コラーゲン入りの化粧品が種々の企業で生産・販売されている。
コラーゲンは皮膚の真皮の主要成分で、
しかも、「しわ」などの原因がコラーゲンの量的、質的変化による可能性があるので、
皮膚の健康状態を保つ上で重要な働きをしている。
このように重要な成分を外から与えて悪いはずはないというのが使用の根拠であろうか。
実際、使用してみた人からの評判も大変よいという。

「ほんとうですか。」「なぜきくのですか。

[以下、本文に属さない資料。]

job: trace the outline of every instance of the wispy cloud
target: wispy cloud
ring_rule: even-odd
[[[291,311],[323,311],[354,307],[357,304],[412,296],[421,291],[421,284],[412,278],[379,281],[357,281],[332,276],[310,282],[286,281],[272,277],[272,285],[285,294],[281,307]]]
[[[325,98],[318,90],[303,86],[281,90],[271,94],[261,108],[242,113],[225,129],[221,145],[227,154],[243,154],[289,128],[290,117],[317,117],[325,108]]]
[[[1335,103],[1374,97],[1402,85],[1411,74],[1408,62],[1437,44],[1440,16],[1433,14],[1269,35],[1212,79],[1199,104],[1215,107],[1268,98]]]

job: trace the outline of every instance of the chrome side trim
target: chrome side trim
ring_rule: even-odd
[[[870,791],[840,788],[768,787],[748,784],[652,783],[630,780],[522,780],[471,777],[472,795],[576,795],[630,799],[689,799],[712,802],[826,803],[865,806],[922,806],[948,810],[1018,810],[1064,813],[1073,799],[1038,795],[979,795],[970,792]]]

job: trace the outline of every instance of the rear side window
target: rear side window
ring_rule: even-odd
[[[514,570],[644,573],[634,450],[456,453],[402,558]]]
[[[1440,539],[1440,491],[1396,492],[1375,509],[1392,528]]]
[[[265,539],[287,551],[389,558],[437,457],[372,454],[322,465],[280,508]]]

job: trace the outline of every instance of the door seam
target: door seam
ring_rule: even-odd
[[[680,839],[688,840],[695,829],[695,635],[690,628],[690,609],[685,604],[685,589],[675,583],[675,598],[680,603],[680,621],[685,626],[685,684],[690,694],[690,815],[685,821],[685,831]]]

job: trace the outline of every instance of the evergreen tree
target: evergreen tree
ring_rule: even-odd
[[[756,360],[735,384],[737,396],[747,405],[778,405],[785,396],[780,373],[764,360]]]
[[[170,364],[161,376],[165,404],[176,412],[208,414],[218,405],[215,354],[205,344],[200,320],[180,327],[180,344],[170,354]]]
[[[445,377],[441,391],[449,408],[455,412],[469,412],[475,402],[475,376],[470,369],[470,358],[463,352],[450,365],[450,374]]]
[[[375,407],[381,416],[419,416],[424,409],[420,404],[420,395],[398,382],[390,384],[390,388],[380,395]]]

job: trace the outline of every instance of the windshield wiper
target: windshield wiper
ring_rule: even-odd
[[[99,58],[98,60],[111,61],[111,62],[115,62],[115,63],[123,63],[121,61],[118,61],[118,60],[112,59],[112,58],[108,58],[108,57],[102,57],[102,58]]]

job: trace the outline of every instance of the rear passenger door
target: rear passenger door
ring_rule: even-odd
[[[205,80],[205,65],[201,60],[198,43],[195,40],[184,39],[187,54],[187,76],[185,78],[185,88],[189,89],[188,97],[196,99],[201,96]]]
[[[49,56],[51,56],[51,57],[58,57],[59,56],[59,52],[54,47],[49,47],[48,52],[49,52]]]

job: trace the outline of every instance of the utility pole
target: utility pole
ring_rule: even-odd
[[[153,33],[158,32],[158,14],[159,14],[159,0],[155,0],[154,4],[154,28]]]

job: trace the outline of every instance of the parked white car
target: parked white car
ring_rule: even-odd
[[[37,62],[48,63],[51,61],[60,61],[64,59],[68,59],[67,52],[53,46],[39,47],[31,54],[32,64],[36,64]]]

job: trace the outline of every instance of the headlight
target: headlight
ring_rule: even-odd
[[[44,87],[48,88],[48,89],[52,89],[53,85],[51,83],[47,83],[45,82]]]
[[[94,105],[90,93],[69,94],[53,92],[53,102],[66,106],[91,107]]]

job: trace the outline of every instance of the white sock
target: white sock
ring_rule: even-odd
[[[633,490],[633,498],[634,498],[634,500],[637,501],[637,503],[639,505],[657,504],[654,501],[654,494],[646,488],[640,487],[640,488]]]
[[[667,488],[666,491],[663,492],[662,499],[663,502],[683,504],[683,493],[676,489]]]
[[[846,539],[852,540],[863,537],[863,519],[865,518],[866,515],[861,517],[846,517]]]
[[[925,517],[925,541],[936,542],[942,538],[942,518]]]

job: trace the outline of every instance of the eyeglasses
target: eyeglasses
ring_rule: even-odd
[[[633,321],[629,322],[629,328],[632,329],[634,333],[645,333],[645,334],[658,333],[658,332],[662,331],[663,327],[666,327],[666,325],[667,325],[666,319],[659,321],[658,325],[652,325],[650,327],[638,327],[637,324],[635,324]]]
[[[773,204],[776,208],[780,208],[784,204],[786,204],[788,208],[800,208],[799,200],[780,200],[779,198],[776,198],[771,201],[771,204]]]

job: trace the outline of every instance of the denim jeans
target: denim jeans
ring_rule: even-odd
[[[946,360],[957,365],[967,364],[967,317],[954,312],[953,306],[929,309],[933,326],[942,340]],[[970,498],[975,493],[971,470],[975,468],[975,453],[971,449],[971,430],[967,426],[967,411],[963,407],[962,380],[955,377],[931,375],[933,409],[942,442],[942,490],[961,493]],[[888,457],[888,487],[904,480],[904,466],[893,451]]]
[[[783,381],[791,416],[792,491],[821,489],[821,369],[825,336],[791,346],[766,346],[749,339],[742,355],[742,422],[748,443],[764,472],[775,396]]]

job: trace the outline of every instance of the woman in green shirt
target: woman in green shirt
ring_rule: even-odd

」といった質問をよくされる。
コラーゲンのことや皮膚のことを少し知っている人ならば科学的根拠はないと考えるだろう。
表皮にはコラーゲンはないし、コラーゲンが表皮細胞に有効ということもないし、
真皮にまで吸収されるとは考えにくい。
生化学者や細胞学者ならたとえ吸収されても、
そんな微量のコラーゲンが有効に作用するはずがない、と言うであろう。
では完全なまやかしであろうか。

純粋に科学的な実証主義の立場からいうと、その通り根拠はない。
すなわち有効であるという科学的な証拠はない。
でもひょっとしたら現在の生化学、
生物学が未熟なためにその有効性が確認できないのではないか、
という可能性も残されている。
そこで、少なくとも害はなさそうなので、どのような効果がありうるのか、
ということを空想してみよう。

第一は皮膚表面というのは外部からの刺激をうけたり、摩擦などにより傷をうけやすい。
例えば皮膚の弱い人はひげそりなどのあとに目に見えない傷をうけていることがありうる。
このような目に見えない傷を被覆し、
かつ細胞などに傷の治癒へ向けて活動を促すのに有効であるかもしれない。

第二に表皮は一定の湿気を帯びる必要がある。
水分などを保つため、表皮には保湿に効果的な成分が存在すると言われている。
そのような成分が不足気味の場合、その成分の代用となったり、
あるいはそのような成分を補うような刺激を与えるという効果が考えられる。

第三はもっとも空想的であるが、与えられたコラーゲンが皮膚中の細胞により、
あるいは細胞が分泌した酵素により、
さらには皮膚に常在する有用な微生物などにより分解、あるいは修飾され、
これが何らかの刺激として細胞に影響を与えるという考えである。

ヒアルロン酸とコラーゲンの相乗効果[P.132-133]

架橋したコラーゲンは長持ちはするが、
コラーゲンが不足していると思われる組織のすみずみにまでは浸み込んでいかないため、
かなり長期間を経た後でも注入部位とそうでない部位との組織がはっきりと区別できる。
一方、溶液タイプのものはしだいに細胞が遊走してきて、組織上の区別がつかなくなっていく。

著者らは両方の欠点を補うべく、
コラーゲン溶液に高濃度のヒアルロン酸を混入して投与してみたところ、
コラーゲンだけの溶液の場合に比べて組織によく浸透し、細胞の方にも入ってきやすく、
より長期間に渡って残存する可能性もあることが判明した。

コラーゲンの溶けやすさ[P.158-159]

皮膚からコラーゲンを抽出しようとすると、
子ウシならある程度の量のコラーゲンを抽出できるが、
成牛だとほとんど抽出されてこない。
ということは、ウシ胎児の皮からはもっとも多くのコラーゲンが抽出できる。
一般に年齢を重ねた個体ほどコラーゲンの抽出量が少なくなることから、
年を重ねるすなわち加齢とともにコラーゲンが溶けにくくなってくることが推定される。
その原因はコラーゲン分子間に架橋結合ができるためであろうと考えられている。

しかし、ヒトでは、生まれた直後でもほとんどコラーゲンは溶け出してこないし、
他の動物でも消化器(小腸など)や肺などからはコラーゲンが抽出されてこない。
もちろんペプシンなどで限定分解すると子ウシの皮膚などからは
ほとんどすべてのコラーゲンが溶け出してくるが、
骨のコラーゲンはまったく溶け出してこない。
どうもコラーゲンの溶けやすさだけを老化と関係づけるのは無理があるらしい。